In the past, the electromagnetic radiation has also been used to attack a range of devices including SIM card readers and mobile phones, but it has often been used to identify the tell-tail signs of symmetric key encryption (such as in AES). This new paper focuses on a more challenging area of public key encryption, and the tell-tail signs of the RSA method. The researchers focus on finding the point at which the OpenSSL library uses Montgomery modular multiplication, and then pick off its operations, in order to provide a guess for the numbers used within the decryption process of RSA. This reveals the decryption key (d,N).
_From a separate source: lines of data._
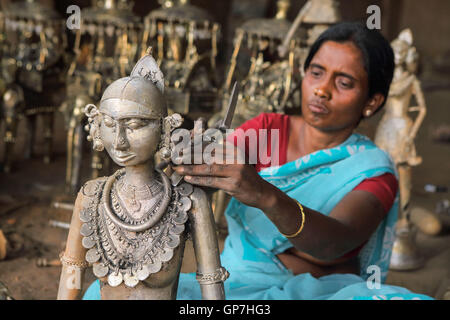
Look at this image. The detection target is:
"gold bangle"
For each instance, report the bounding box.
[281,199,305,238]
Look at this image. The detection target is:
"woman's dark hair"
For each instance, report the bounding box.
[304,22,395,111]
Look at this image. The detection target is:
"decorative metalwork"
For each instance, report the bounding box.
[375,29,427,271]
[0,0,66,172]
[57,50,227,300]
[209,0,336,129]
[141,0,221,116]
[60,0,141,193]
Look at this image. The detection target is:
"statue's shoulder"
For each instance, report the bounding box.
[79,176,108,200]
[173,181,205,202]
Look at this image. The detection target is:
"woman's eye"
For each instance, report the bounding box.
[309,69,322,78]
[337,79,353,89]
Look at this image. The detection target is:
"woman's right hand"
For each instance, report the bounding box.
[172,140,278,211]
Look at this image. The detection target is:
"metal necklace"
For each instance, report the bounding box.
[79,169,194,288]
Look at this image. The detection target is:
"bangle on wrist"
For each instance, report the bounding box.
[281,199,305,238]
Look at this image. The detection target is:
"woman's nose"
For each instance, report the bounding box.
[113,124,129,150]
[314,87,331,100]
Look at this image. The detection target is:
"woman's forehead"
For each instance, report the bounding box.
[310,40,367,79]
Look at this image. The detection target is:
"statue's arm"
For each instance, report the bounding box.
[56,192,88,300]
[408,78,427,141]
[188,187,228,300]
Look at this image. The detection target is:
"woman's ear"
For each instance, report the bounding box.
[363,93,385,117]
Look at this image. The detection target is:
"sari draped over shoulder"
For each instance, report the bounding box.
[176,133,432,300]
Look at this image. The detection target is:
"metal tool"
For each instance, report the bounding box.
[170,82,239,186]
[218,81,240,132]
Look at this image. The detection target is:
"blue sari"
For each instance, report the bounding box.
[84,133,431,300]
[175,133,431,300]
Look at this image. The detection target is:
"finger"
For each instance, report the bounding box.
[183,175,231,190]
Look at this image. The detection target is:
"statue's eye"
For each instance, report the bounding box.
[103,115,115,128]
[125,119,150,130]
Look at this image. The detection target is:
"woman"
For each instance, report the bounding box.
[174,22,432,300]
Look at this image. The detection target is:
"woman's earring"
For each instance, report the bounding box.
[364,109,373,117]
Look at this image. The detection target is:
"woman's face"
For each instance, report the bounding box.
[99,101,161,167]
[301,40,371,132]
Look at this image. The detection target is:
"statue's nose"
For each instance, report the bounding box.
[113,124,129,150]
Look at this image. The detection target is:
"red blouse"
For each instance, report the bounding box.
[227,113,398,259]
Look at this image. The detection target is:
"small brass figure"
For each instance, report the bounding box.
[374,29,427,271]
[57,50,227,300]
[0,0,66,172]
[141,0,221,117]
[60,0,141,193]
[293,0,341,74]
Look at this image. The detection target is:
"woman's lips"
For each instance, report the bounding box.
[307,102,330,114]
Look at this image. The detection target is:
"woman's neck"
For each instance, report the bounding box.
[122,161,155,187]
[289,116,354,159]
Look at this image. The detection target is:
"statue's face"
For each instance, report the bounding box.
[391,40,408,66]
[99,100,162,167]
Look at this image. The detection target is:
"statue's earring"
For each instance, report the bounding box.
[159,113,183,161]
[84,104,104,152]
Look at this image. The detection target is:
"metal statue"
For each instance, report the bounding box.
[209,0,302,129]
[57,50,227,300]
[0,0,66,172]
[374,29,427,271]
[60,0,141,194]
[141,0,220,117]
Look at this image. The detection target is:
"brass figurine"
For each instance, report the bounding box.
[0,0,66,172]
[294,0,341,75]
[210,0,315,129]
[141,0,221,117]
[374,29,427,271]
[57,50,227,300]
[60,0,141,194]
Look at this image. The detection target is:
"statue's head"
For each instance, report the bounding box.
[391,29,418,73]
[85,49,182,167]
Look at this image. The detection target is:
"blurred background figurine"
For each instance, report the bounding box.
[209,0,302,129]
[374,28,428,271]
[0,0,66,172]
[141,0,221,119]
[59,0,141,194]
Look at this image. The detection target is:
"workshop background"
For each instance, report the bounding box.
[0,0,449,300]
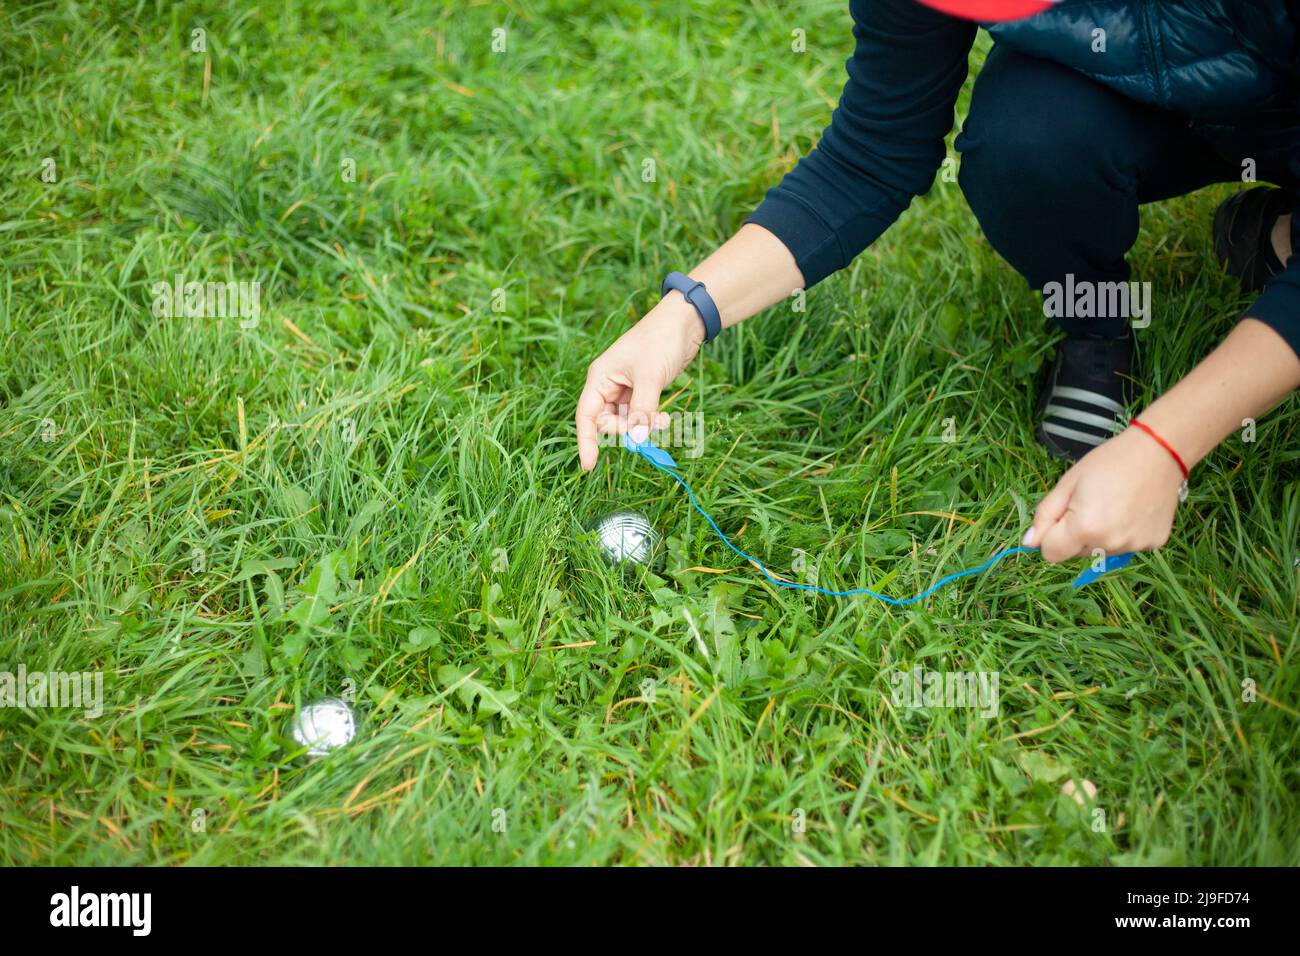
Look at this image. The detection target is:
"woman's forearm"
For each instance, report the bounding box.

Montgomery modular multiplication

With the RSA method — which is a public key method, where we have a public key and private key — and the Diffie-Hellman method — where we perform a secret key exchange — we perform large exponential calculations, such as:

C = Mᵉ (mod N)

M = Cᵈ (mod N)

and where we will continually multiply large integers by an exponent to get a result. As we are using an exponential method, the values of the Cᵈ and Mᵉ operation become very large (often with more than 2,048 bits), and is thus a complex operation. The method that OpenSSL uses for the RSA method in order to reduce this complexity is with Montgomery modular multiplication. It must be remembered that x to the power of y, is basically x multiplied by x for y times.

In a traditional multiplication of two values (x and y) for a modulus of N, we multiply x times y and then divide by N to find the remainder. The number of bits in the multiplication will then be the number of bits in x added to the number of bits in y. In Montgomery reduction we add multiples of N in order to simply the multiplication.
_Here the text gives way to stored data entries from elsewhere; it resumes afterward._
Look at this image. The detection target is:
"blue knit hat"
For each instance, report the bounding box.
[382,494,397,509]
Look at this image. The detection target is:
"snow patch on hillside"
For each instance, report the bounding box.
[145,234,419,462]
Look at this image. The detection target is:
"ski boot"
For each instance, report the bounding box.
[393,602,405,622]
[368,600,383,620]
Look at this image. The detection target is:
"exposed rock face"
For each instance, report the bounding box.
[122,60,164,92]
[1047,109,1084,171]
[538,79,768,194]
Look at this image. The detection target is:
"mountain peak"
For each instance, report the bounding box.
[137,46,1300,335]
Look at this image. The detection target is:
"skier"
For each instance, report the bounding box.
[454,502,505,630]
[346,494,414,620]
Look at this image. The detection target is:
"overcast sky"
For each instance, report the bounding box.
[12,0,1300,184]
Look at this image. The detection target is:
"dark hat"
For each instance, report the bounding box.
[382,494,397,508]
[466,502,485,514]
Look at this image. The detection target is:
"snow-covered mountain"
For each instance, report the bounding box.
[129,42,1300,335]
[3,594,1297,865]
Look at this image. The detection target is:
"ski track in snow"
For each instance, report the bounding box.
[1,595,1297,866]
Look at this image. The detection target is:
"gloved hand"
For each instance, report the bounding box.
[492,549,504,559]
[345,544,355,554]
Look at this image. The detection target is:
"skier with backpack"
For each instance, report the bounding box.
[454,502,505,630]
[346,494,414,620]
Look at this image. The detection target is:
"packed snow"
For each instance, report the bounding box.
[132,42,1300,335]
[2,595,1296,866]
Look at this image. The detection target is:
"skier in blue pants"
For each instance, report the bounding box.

An example of this is here, and a sample run for x=10, y=5 and N=29 is:

x=	10
y= 5
N= 29
x*y (mod N)
Result (Montgomery)= 21
Result (x*y % mod)= 21
x^y (mod N)
Result (Montgomery)= 8
Result (x^y % mod)= 8

In this case we get 50 (mod 29) which is 21, and 10⁵ mod 29 which is 8.

Experiments

For the experiments the researchers used a Samsung Galaxy Centura SCH-S738C smart phone, an Alcatel Ideal smart phone, and an A13-OLinuXino board (Figure 3).
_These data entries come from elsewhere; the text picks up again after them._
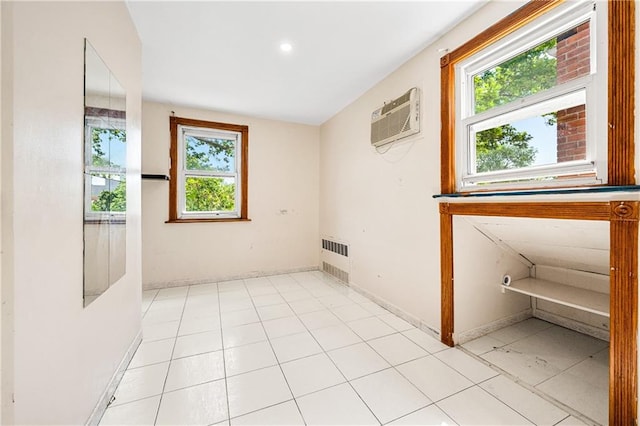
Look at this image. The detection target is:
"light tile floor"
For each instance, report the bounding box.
[463,318,609,426]
[101,271,596,425]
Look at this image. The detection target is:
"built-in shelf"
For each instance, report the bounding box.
[142,174,170,181]
[502,277,609,317]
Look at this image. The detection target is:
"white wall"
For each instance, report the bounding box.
[319,1,525,336]
[319,0,639,417]
[468,217,610,275]
[142,102,319,288]
[453,217,531,340]
[465,216,611,337]
[1,2,142,424]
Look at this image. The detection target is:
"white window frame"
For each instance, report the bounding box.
[455,0,606,191]
[84,116,126,221]
[177,124,243,219]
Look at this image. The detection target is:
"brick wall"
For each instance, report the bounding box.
[556,22,590,163]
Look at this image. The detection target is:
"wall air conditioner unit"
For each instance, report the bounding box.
[370,87,420,147]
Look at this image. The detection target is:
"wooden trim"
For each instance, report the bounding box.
[169,117,179,221]
[440,205,454,346]
[608,0,636,185]
[169,116,249,134]
[169,116,249,222]
[438,0,637,423]
[240,126,249,219]
[440,61,456,194]
[439,0,564,195]
[442,0,636,193]
[165,218,252,224]
[609,201,638,425]
[445,201,611,221]
[445,0,563,66]
[440,199,638,423]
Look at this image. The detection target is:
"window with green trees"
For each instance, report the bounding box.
[457,1,600,189]
[85,118,126,219]
[169,117,249,221]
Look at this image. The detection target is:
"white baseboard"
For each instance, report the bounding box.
[143,266,318,290]
[453,308,609,344]
[454,310,533,345]
[534,309,609,341]
[339,279,442,341]
[86,330,142,426]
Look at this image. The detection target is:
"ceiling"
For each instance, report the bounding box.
[126,1,487,125]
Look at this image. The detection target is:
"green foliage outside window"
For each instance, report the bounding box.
[90,127,126,212]
[185,136,236,212]
[473,39,557,173]
[92,179,126,212]
[92,128,125,168]
[185,177,235,212]
[185,136,235,171]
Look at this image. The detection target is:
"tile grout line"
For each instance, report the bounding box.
[117,274,602,426]
[152,286,190,425]
[98,290,162,420]
[218,277,304,425]
[284,274,384,425]
[341,302,600,425]
[384,355,542,425]
[217,280,234,425]
[534,343,609,389]
[315,276,441,424]
[456,344,601,426]
[254,273,309,425]
[244,273,382,423]
[213,274,449,423]
[220,276,308,423]
[140,288,160,317]
[325,279,439,425]
[109,290,188,418]
[141,275,529,425]
[104,275,426,423]
[356,327,439,424]
[484,320,555,350]
[324,275,522,425]
[152,274,453,425]
[285,272,457,424]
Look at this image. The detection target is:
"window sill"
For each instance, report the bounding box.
[165,218,252,224]
[84,219,127,225]
[434,185,640,200]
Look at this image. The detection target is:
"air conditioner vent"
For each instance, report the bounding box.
[381,91,412,115]
[371,87,420,147]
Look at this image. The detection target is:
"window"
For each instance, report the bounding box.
[169,116,249,222]
[452,1,604,191]
[84,111,127,221]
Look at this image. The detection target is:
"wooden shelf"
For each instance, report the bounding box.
[142,174,170,181]
[502,277,609,317]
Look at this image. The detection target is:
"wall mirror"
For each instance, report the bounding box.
[83,39,127,307]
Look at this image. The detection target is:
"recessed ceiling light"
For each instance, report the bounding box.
[280,42,293,53]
Figure 3: Experimental setup

The antenna was placed just above the back of the phone, and picks up the EM radiation from the CPU. As it performs its relatively long multiplication process, the evaluation system then triggers the data capture. The success rate for picking the required 2,048 bit decryption key was over 95%, with a success of over 99% for the Samsung phone (Figure 4).

Figure 4: Experimental results

Conclusions

Like it or not, your mobile phone, just like any other electrical device, gives our radio waves. Unfortunately these radio waves can give away your most precious of processions — your encryption keys. The researchers have already disclosed the finding to the OpenSSL developers, and have proposed a solution to the problem.